Man....I know better then to get into this...... BUT the trunk depicts the front every time! Sure there are the one in a million trees that the trunk is equally as good from the other side. But when talking about killer bonsai the trunk is best from one angle. An angle that shows live wood and deadwood, movement and dynamics. You won't get this from all angles.I disagree, the concept of the front started with the Tokonoma, the display area in a Japanese Tea Room, in which a single side was displayed. This display led to many "rules" of display that we are just now starting to break away from as bonsai enters a new era. However, even in the Tokonoma, the direct on view where just the back rim of the pot is visible, was rarely, if ever observed.

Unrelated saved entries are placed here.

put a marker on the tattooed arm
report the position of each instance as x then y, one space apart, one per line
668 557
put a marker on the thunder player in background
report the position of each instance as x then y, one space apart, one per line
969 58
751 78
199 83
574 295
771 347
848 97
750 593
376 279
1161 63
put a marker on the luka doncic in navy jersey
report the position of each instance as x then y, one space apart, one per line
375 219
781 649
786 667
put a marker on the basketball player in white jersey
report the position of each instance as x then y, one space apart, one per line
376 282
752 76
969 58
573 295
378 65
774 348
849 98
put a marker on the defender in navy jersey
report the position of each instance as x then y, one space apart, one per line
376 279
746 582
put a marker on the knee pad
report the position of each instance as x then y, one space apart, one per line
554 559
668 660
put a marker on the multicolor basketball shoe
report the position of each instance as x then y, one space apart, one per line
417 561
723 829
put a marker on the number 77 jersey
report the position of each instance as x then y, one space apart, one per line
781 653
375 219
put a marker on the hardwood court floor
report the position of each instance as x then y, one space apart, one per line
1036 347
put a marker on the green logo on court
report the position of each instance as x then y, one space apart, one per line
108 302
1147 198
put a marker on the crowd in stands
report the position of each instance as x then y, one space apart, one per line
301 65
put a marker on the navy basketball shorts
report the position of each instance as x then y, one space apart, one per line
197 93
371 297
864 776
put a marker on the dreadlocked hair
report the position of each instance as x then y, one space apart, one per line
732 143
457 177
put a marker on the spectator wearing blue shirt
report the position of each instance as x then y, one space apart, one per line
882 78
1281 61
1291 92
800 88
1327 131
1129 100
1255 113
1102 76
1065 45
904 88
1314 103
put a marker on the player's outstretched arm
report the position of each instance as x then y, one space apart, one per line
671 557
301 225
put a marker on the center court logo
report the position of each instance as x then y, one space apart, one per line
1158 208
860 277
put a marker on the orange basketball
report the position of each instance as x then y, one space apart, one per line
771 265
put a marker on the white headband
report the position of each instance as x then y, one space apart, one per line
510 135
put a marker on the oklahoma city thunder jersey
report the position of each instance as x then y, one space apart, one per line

So just when did this mythical perfect front concept come from? Photographs. Good old two dimensional photographs, the exact same thing that nourishes this myth today. This "photo front" mentality has trained us to swat down at shows to view a tree from that angle. Why? unless you are taking a picture, this view is awkward and trees are seldom displayed at this perfect height, more so because bonsai are different heights. Even if displayed at the perfect height, two people, one tall, the other short, standing shoulder to shoulder, will never see it.
Japonism has dictated how we display bonsai, hence we use drop cloths behind the trees and back them up against it or we use tokonomas in settings far removed from the tea house. Yet, this method of dip lay has dictated how we design bonsai, all geared toward one single view.
Bonsai is sculpture and should be displayed as sculpture is or at the very least, designed as sculpture, in three dimensions. In the round, not in bas relief.
So, in answer to your comment quoted above, no bonsai have not always had a single front and no, it certainly will not be that way forever. Walter and a few others have displayed their bonsai in an Art gallery setting on pedestals where people could walk around them, enjoy the entirety of a tree. Bonsai displayed in such a fine art environment must be viable from all sides and all angles. The public will not and could care less about the artist's photo front. For example, google pictures of some of the great sculptures, like David. You will find many pictures from many differing angles and views.....all excellent. Sure you may have a preference, but it most likely will not be the same as mine, or theirs, but it really doesn't matter, show the art, let the viewers find it.
Will
Picture front? That is a nice term....every tree has a front that shows the best of the tree, that is why it is called a front and pictures are taken to show the best side of the tree. Either way, it goes back to the true front. Why do you think the old school Tokonames were set up the way they were? To show the best side of the tree. Most old tokonames were set in a room where the viewer knelt in front of the tree.
Comparing bonsai to sculpture is something that I just don't see, it is comparing apples to oranges. A sculpture is done when the artist is finished with it. It sits in its final location and never changes, aside from the patina.
A bonsai is always changing , isn't done when the artist is done and it never stops changing until it is dead. No other art can compare with that, not sculpture not painting, nothing. Bonsai is its own artform, trying to compare it to something else is crazy.
There is a front to every bonsai, this is a front that shows off the best features of the tree. Sure our goal is to get it to look good from all angles, but to say there is "no true front" in the absolute way that Will is saying is wrong. Even bonsai displayed in the 360 have a true front, an educated bonsai person would see this in the display. I don't care what someone who knows nothing about bonsai thinks about my trees, their opinion is useless...but someone like Walter, Peter Warren, Ryan Neil,Marco, etc...those are the opinions that hold water. Each of them will find the front.